Quem vive na cidade também entra no ciclo. A separação de resíduos reduz entupimentos de galerias. O uso de caixas de retenção em casas em declive segura parte da água da chuva. O plantio de espécies nativas em quintais próximos a cursos d’água aumenta a infiltração. A participação em audiências de comitês de bacia ajuda a direcionar recursos para as microbacias mais críticas.

Termos que valem guardar

Pagamento por serviços ambientais é o instrumento que remunera práticas que geram benefícios coletivos, como água mais limpa e estável. Mata ciliar é a vegetação que acompanha rios e córregos e atua como filtro natural. Bacia de contenção é uma pequena estrutura que segura a água da chuva por alguns minutos, suficiente para infiltrar no solo. Esses três elementos articulados formam a base da estratégia de “plantar” água.

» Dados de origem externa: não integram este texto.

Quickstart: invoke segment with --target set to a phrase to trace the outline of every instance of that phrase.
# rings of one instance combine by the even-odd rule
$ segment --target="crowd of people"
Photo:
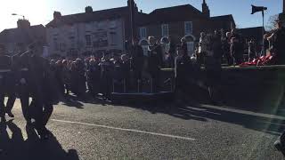
[[[266,40],[276,64],[283,64],[284,28],[277,22],[277,29]],[[102,95],[110,100],[111,92],[142,92],[149,84],[151,92],[161,91],[161,68],[174,68],[175,92],[187,94],[191,73],[205,67],[207,86],[211,98],[215,97],[221,78],[222,63],[230,66],[244,61],[244,42],[235,29],[227,32],[201,33],[195,52],[189,54],[187,42],[182,39],[171,44],[165,52],[163,44],[154,36],[149,37],[148,54],[144,54],[139,40],[134,38],[126,52],[91,55],[81,58],[46,60],[42,57],[43,45],[39,42],[29,45],[28,52],[9,57],[0,47],[0,117],[5,114],[13,117],[12,108],[15,99],[20,99],[27,124],[34,125],[38,134],[47,138],[45,124],[53,113],[53,104],[65,99],[71,92],[85,97]],[[257,57],[254,41],[248,43],[248,60]],[[8,96],[4,105],[4,97]],[[29,103],[29,98],[32,98]],[[32,121],[35,120],[35,122]]]

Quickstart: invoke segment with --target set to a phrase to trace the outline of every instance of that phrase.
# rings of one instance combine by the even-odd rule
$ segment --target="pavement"
[[[18,100],[12,112],[0,124],[0,160],[283,158],[273,144],[285,108],[67,100],[54,106],[48,140],[26,127]]]

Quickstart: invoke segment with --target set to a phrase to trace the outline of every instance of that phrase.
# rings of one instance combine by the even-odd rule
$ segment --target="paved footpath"
[[[17,100],[14,120],[0,124],[0,160],[282,159],[273,147],[281,108],[158,106],[60,103],[47,126],[53,136],[41,141]]]

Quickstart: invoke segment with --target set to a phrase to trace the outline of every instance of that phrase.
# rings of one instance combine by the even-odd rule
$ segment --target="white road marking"
[[[66,123],[66,124],[81,124],[81,125],[88,125],[88,126],[94,126],[94,127],[100,127],[100,128],[107,128],[107,129],[110,129],[110,130],[118,130],[118,131],[124,131],[124,132],[137,132],[137,133],[142,133],[142,134],[162,136],[162,137],[167,137],[167,138],[172,138],[172,139],[195,140],[195,139],[189,138],[189,137],[182,137],[182,136],[175,136],[175,135],[171,135],[171,134],[163,134],[163,133],[158,133],[158,132],[144,132],[144,131],[134,130],[134,129],[126,129],[126,128],[119,128],[119,127],[112,127],[112,126],[108,126],[108,125],[100,125],[100,124],[95,124],[72,122],[72,121],[65,121],[65,120],[58,120],[58,119],[51,119],[51,120],[53,121],[53,122],[60,122],[60,123]]]

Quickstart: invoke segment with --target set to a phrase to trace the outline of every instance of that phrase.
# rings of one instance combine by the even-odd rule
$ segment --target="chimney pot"
[[[86,12],[93,12],[93,8],[92,8],[92,6],[86,6]]]
[[[58,20],[61,17],[61,12],[53,12],[53,19]]]

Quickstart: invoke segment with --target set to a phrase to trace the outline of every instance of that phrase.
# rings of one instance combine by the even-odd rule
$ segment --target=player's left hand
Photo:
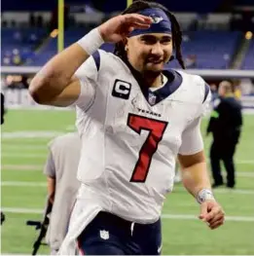
[[[214,230],[224,224],[225,212],[216,201],[207,200],[200,204],[199,218],[206,222],[211,230]]]

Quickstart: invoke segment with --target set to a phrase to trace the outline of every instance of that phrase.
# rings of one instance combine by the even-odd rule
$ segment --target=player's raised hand
[[[211,230],[214,230],[224,224],[225,212],[216,201],[207,200],[200,204],[199,218],[206,222]]]
[[[117,43],[134,29],[147,29],[152,18],[138,14],[127,14],[114,17],[98,26],[104,42]]]

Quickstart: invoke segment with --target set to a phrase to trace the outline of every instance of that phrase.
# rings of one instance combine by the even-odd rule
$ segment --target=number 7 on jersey
[[[159,142],[163,139],[167,123],[134,114],[128,114],[127,126],[137,132],[148,130],[149,134],[139,151],[130,182],[145,182],[153,155],[157,151]]]

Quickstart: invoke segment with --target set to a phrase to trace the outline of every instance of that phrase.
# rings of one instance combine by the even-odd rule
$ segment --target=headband
[[[147,29],[134,29],[128,37],[149,33],[171,34],[171,21],[166,14],[160,8],[149,8],[138,12],[139,15],[152,18],[153,21]]]

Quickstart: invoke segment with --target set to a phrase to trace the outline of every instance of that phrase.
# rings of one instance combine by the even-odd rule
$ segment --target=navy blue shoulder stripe
[[[97,71],[99,71],[99,66],[100,66],[100,55],[99,55],[99,52],[96,51],[96,52],[92,55],[92,57],[93,57],[93,59],[94,59],[94,62],[95,62]]]
[[[203,100],[202,100],[202,103],[205,101],[205,99],[207,98],[208,96],[208,93],[209,93],[209,91],[210,91],[210,87],[205,83],[204,84],[204,96],[203,96]]]

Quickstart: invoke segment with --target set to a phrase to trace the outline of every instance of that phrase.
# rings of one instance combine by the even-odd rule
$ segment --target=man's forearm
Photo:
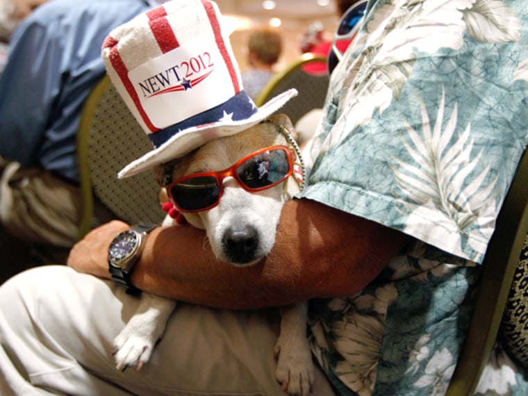
[[[295,200],[284,207],[272,251],[254,265],[217,261],[201,230],[165,227],[152,232],[132,279],[147,292],[230,308],[352,295],[406,240],[364,219]]]

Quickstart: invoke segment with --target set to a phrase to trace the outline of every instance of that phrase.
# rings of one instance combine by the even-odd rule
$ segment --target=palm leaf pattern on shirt
[[[351,46],[352,52],[363,50],[343,61],[342,67],[350,70],[343,74],[349,76],[345,81],[337,81],[347,91],[340,111],[345,106],[350,110],[348,117],[337,120],[323,146],[325,151],[342,134],[370,122],[374,111],[382,114],[399,97],[419,52],[459,49],[465,31],[483,42],[520,38],[518,17],[502,0],[407,0],[402,8],[395,8],[390,1],[379,3],[383,5]]]
[[[494,198],[498,176],[485,185],[490,166],[481,167],[481,152],[472,154],[473,140],[470,138],[470,126],[456,137],[456,106],[443,129],[445,99],[443,95],[436,122],[431,130],[429,117],[423,101],[418,97],[422,110],[422,131],[417,131],[407,124],[412,144],[403,142],[415,165],[397,158],[393,171],[398,185],[408,194],[406,205],[411,209],[415,204],[432,205],[450,220],[463,233],[475,224],[482,211],[495,209]],[[453,142],[456,140],[455,144]],[[477,173],[465,185],[468,175]]]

Por que a Mantiqueira importa para quem mora longe

A Serra da Mantiqueira abastece cidades em três estados com nascentes e rios que nascem no alto. O que acontece nas encostas reverbera nas capitais e polos industriais. Quando uma microbacia segura a chuva, toda a calha do rio sente. Programas como o de Extrema reduzem custos de tratamento, evitam racionamentos e dão previsibilidade para quem depende da água para produzir e viver.

A série “Plantando Água”, produzida pela Mais Conteúdo, acompanha histórias de quem viu a mudança brotar na porteira de casa. Relatos como o de Vanildo reforçam que restauração e renda podem caminhar juntas. O exemplo desafia outras prefeituras a transformar discurso em ação com metas, contratos e acompanhamento contínuo. E convida cada morador a fazer parte da recarga que começa no quintal e termina na caixa d’água.